As a professor of computer science I get to write a lot of reviews: For Bachelor and Master theses, for dissertations, for grant proposals, and for conference and journal paper submissions. I’d like to explain the logic of the reviews I write, using conference and journal submissions as the example. It is pretty simple:
The purpose of a review is to make a recommendation to a committee (or an editor) on how to handle a particular paper submission.
In my mind, a good review starts with the actual recommendation to the committee or the editor. All that follows is a substantiation of this recommendation.
Authors and editors alike need to see the recommendation explicitly; it should not be hidden in some scoring system. Identify the Champion goes a long way towards that end (for program committees), but I still prefer to spell out the recommendation explicitly so that there is no room for confusion.
The substantiation I typically write top down. I first focus on strengths and weaknesses of core issues like research design and execution. These make or break a paper. After that, I typically follow up with minor issues that can be fixed easily. I usually only write up minor issues if I recommend to accept the paper; anything else would be pointless.
Ideally, such an evaluation follows a clear framework and is understandable to those at who the review is aimed (both a committee or an editor and the authors who ultimately get to see the review). For theses written with my professorship, I have laid open our grading framework. Similarly, for OpenSym, a conference I am ultimately responsible for, we have also laid open some of our review criteria (but more remains to be done).
Some people believe that the goal of a review is to help the author improve the paper. I disagree. Helping the author is a (positive) side-effect of a substantiated recommendation, it is not a goal in itself. This has the following consequence:
Authors have a right to complain if they don’t understand a decision; they do not have a right to complain if reviewers don’t help them fix up their paper.

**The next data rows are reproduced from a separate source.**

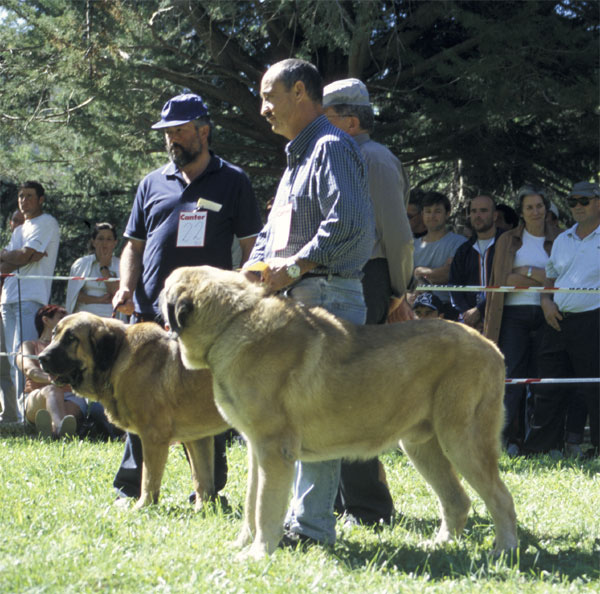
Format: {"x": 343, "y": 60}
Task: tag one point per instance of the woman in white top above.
{"x": 515, "y": 320}
{"x": 92, "y": 295}
{"x": 96, "y": 297}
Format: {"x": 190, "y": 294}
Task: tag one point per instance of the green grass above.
{"x": 62, "y": 533}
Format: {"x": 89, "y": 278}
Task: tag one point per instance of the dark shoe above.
{"x": 68, "y": 426}
{"x": 43, "y": 423}
{"x": 293, "y": 540}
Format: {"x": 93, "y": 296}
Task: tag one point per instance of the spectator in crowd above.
{"x": 414, "y": 213}
{"x": 552, "y": 217}
{"x": 32, "y": 251}
{"x": 92, "y": 295}
{"x": 427, "y": 305}
{"x": 8, "y": 399}
{"x": 571, "y": 340}
{"x": 506, "y": 217}
{"x": 185, "y": 213}
{"x": 95, "y": 297}
{"x": 472, "y": 262}
{"x": 433, "y": 253}
{"x": 54, "y": 410}
{"x": 515, "y": 320}
{"x": 363, "y": 495}
{"x": 319, "y": 235}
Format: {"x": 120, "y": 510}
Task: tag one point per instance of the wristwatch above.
{"x": 293, "y": 271}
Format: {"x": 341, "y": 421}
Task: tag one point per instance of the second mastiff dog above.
{"x": 301, "y": 384}
{"x": 136, "y": 373}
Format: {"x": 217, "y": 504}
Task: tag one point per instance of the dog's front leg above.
{"x": 155, "y": 458}
{"x": 201, "y": 454}
{"x": 275, "y": 477}
{"x": 249, "y": 526}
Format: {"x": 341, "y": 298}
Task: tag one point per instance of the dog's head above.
{"x": 83, "y": 350}
{"x": 198, "y": 303}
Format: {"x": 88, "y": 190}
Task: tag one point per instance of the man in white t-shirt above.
{"x": 32, "y": 251}
{"x": 433, "y": 253}
{"x": 571, "y": 341}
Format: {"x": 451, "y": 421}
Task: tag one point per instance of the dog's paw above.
{"x": 253, "y": 553}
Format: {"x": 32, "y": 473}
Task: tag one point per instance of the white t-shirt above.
{"x": 41, "y": 234}
{"x": 575, "y": 264}
{"x": 531, "y": 253}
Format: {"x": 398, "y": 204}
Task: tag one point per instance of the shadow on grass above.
{"x": 472, "y": 554}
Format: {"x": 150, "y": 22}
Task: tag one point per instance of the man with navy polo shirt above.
{"x": 185, "y": 213}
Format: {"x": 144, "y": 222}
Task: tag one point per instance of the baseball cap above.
{"x": 349, "y": 91}
{"x": 585, "y": 189}
{"x": 428, "y": 300}
{"x": 181, "y": 109}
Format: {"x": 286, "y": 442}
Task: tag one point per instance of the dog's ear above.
{"x": 105, "y": 343}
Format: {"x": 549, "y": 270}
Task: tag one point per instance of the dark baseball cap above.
{"x": 585, "y": 189}
{"x": 181, "y": 109}
{"x": 428, "y": 300}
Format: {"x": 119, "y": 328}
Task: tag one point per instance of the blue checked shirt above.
{"x": 332, "y": 221}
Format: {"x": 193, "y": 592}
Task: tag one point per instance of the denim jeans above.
{"x": 19, "y": 325}
{"x": 519, "y": 341}
{"x": 316, "y": 483}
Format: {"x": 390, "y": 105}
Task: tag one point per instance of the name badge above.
{"x": 281, "y": 221}
{"x": 192, "y": 229}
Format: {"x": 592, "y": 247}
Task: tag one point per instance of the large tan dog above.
{"x": 301, "y": 384}
{"x": 137, "y": 374}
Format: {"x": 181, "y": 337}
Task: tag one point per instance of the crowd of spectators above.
{"x": 509, "y": 243}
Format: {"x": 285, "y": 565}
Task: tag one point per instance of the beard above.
{"x": 483, "y": 227}
{"x": 182, "y": 156}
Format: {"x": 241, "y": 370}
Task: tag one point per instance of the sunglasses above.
{"x": 572, "y": 202}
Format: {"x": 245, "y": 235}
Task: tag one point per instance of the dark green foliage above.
{"x": 471, "y": 95}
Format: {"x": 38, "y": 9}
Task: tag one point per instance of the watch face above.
{"x": 293, "y": 271}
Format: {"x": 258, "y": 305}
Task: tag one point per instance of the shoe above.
{"x": 513, "y": 450}
{"x": 573, "y": 450}
{"x": 293, "y": 540}
{"x": 43, "y": 423}
{"x": 68, "y": 426}
{"x": 555, "y": 454}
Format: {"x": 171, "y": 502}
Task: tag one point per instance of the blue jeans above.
{"x": 316, "y": 483}
{"x": 520, "y": 341}
{"x": 19, "y": 325}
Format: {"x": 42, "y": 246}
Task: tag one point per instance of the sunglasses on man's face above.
{"x": 584, "y": 201}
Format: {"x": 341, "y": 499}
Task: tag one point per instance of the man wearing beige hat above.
{"x": 363, "y": 493}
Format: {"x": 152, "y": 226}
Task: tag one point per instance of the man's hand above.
{"x": 275, "y": 277}
{"x": 399, "y": 311}
{"x": 551, "y": 312}
{"x": 123, "y": 302}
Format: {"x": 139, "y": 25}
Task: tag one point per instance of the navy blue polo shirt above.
{"x": 163, "y": 208}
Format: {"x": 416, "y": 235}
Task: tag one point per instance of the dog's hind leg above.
{"x": 476, "y": 458}
{"x": 155, "y": 457}
{"x": 248, "y": 530}
{"x": 431, "y": 462}
{"x": 201, "y": 454}
{"x": 275, "y": 476}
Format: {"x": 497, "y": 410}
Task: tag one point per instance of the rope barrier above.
{"x": 503, "y": 289}
{"x": 47, "y": 277}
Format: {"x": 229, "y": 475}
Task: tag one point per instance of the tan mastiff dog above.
{"x": 137, "y": 374}
{"x": 301, "y": 384}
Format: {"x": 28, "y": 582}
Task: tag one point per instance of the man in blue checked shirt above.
{"x": 319, "y": 235}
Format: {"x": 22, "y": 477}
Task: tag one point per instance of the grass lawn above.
{"x": 62, "y": 533}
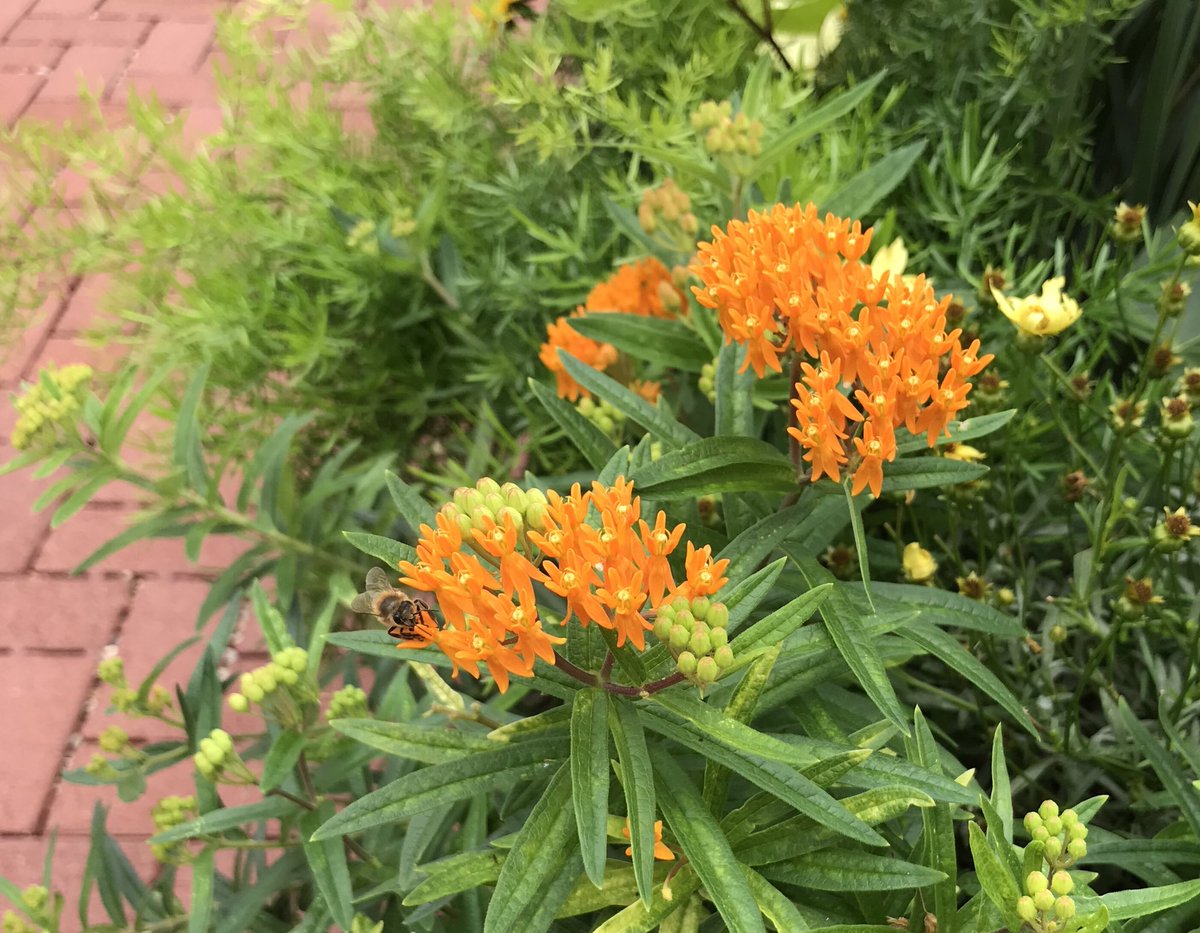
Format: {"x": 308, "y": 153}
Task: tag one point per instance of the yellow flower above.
{"x": 918, "y": 564}
{"x": 964, "y": 452}
{"x": 1051, "y": 312}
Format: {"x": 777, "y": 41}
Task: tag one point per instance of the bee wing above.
{"x": 377, "y": 582}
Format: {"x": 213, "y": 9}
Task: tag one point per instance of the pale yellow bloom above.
{"x": 1051, "y": 312}
{"x": 918, "y": 564}
{"x": 964, "y": 452}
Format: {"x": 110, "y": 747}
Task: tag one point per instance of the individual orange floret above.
{"x": 562, "y": 336}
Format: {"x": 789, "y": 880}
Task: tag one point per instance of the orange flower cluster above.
{"x": 789, "y": 281}
{"x": 642, "y": 288}
{"x": 610, "y": 572}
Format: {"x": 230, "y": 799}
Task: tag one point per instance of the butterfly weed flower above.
{"x": 592, "y": 548}
{"x": 870, "y": 348}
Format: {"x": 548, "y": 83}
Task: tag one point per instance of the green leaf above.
{"x": 384, "y": 548}
{"x": 455, "y": 874}
{"x": 1129, "y": 904}
{"x": 948, "y": 650}
{"x": 1176, "y": 783}
{"x": 996, "y": 880}
{"x": 269, "y": 619}
{"x": 929, "y": 473}
{"x": 670, "y": 343}
{"x": 327, "y": 862}
{"x": 813, "y": 122}
{"x": 189, "y": 451}
{"x": 937, "y": 834}
{"x": 629, "y": 403}
{"x": 780, "y": 624}
{"x": 413, "y": 509}
{"x": 783, "y": 781}
{"x": 637, "y": 781}
{"x": 865, "y": 190}
{"x": 227, "y": 818}
{"x": 529, "y": 889}
{"x": 441, "y": 784}
{"x": 281, "y": 758}
{"x": 717, "y": 465}
{"x": 429, "y": 744}
{"x": 853, "y": 643}
{"x": 595, "y": 446}
{"x": 203, "y": 874}
{"x": 589, "y": 778}
{"x": 841, "y": 870}
{"x": 707, "y": 848}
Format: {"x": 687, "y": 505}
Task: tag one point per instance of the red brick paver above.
{"x": 54, "y": 627}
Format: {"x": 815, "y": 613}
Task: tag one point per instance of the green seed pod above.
{"x": 699, "y": 644}
{"x": 1062, "y": 884}
{"x": 1036, "y": 883}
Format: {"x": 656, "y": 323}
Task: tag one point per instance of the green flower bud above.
{"x": 699, "y": 644}
{"x": 1036, "y": 883}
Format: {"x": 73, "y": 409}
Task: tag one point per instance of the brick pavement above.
{"x": 54, "y": 626}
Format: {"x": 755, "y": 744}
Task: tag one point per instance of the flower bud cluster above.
{"x": 348, "y": 703}
{"x": 279, "y": 686}
{"x": 1174, "y": 531}
{"x": 666, "y": 211}
{"x": 603, "y": 415}
{"x": 219, "y": 760}
{"x": 695, "y": 631}
{"x": 489, "y": 504}
{"x": 1047, "y": 904}
{"x": 49, "y": 403}
{"x": 1062, "y": 836}
{"x": 168, "y": 812}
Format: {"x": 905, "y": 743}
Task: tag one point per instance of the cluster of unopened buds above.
{"x": 665, "y": 212}
{"x": 695, "y": 632}
{"x": 167, "y": 813}
{"x": 53, "y": 401}
{"x": 281, "y": 687}
{"x": 220, "y": 763}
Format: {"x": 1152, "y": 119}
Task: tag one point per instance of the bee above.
{"x": 406, "y": 618}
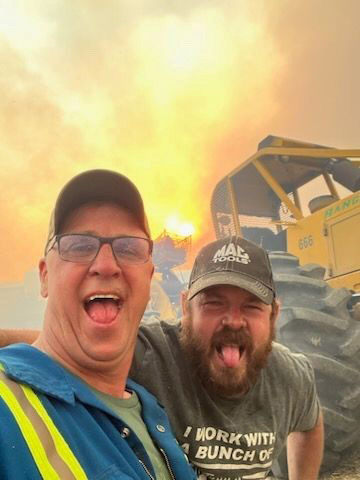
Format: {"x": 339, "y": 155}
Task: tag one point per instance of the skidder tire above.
{"x": 314, "y": 319}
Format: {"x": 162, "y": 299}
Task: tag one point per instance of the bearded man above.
{"x": 233, "y": 395}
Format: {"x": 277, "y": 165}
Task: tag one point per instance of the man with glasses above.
{"x": 234, "y": 397}
{"x": 67, "y": 408}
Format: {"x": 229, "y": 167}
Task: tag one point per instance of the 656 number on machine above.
{"x": 306, "y": 242}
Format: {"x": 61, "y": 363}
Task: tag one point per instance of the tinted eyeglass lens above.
{"x": 84, "y": 248}
{"x": 78, "y": 248}
{"x": 131, "y": 249}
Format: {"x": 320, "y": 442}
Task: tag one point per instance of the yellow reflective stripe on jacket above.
{"x": 48, "y": 448}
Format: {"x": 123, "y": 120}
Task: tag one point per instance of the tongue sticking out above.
{"x": 230, "y": 355}
{"x": 102, "y": 311}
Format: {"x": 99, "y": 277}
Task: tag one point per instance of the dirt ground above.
{"x": 349, "y": 469}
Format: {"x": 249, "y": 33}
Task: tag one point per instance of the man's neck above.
{"x": 107, "y": 377}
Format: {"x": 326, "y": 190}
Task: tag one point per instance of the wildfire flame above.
{"x": 174, "y": 95}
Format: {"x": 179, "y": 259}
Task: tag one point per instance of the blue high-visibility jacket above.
{"x": 93, "y": 432}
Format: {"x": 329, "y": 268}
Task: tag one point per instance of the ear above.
{"x": 184, "y": 302}
{"x": 275, "y": 310}
{"x": 43, "y": 275}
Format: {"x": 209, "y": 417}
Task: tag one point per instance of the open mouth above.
{"x": 103, "y": 308}
{"x": 230, "y": 355}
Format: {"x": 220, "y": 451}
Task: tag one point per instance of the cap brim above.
{"x": 99, "y": 185}
{"x": 264, "y": 293}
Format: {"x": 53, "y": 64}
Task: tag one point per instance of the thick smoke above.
{"x": 173, "y": 94}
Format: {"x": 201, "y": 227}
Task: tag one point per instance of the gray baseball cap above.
{"x": 97, "y": 186}
{"x": 233, "y": 261}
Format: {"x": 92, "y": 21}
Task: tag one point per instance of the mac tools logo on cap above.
{"x": 233, "y": 261}
{"x": 232, "y": 253}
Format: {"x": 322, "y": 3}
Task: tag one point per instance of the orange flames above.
{"x": 172, "y": 98}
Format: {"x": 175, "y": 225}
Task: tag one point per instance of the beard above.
{"x": 225, "y": 381}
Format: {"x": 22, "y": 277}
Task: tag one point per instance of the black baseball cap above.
{"x": 233, "y": 261}
{"x": 97, "y": 186}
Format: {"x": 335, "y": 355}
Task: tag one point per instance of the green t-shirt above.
{"x": 129, "y": 410}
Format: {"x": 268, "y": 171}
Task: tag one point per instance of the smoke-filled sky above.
{"x": 173, "y": 94}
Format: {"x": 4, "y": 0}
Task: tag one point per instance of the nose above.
{"x": 234, "y": 319}
{"x": 105, "y": 264}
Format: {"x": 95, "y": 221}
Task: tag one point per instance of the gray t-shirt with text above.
{"x": 227, "y": 439}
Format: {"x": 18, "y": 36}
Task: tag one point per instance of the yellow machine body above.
{"x": 271, "y": 190}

The reason for my stance is that authors should tap into their peer network and gather feedback about their paper before they submit it. There is way too much reviewing work to be done and way too many incremental and ultimately inconsequential papers to read. Shopping a paper around for feedback is a really bad practice (and will ultimately ruin the reputation of the authors).
Still, good papers warrant elaborate reviews. This was framed well by James Noble, then program chair for ECOOP 2012, providing his own as well as advice from prior chairs. The following he attributes to Phil Wadler:
Here is advice on reviewing I wrote for the Journal of Functional Programming: “A wise man once gave the following advice: spend the most time refereeing the best papers. If a paper is awful, please don’t spend a great deal of time on it. If a paper is good, please do spend a little time to make it better.” Another way to view this is that the author earns the time of the reviewer: a good paper earns a detailed review, a poor paper earns a brief review.
The logic, as I interpret it, is that good papers honor a reviewer’s time and are also likely to get accepted. Then, the extra time spent on helping improve them is time well spent. With raised quality of accepted papers a reviewer also aids a program chair or journal editor who ultimately is responsible for the final quality of papers at a conference or in a journal.
Update 2014-02-04: Fixed the attribution of the JFP quote based on comments to article.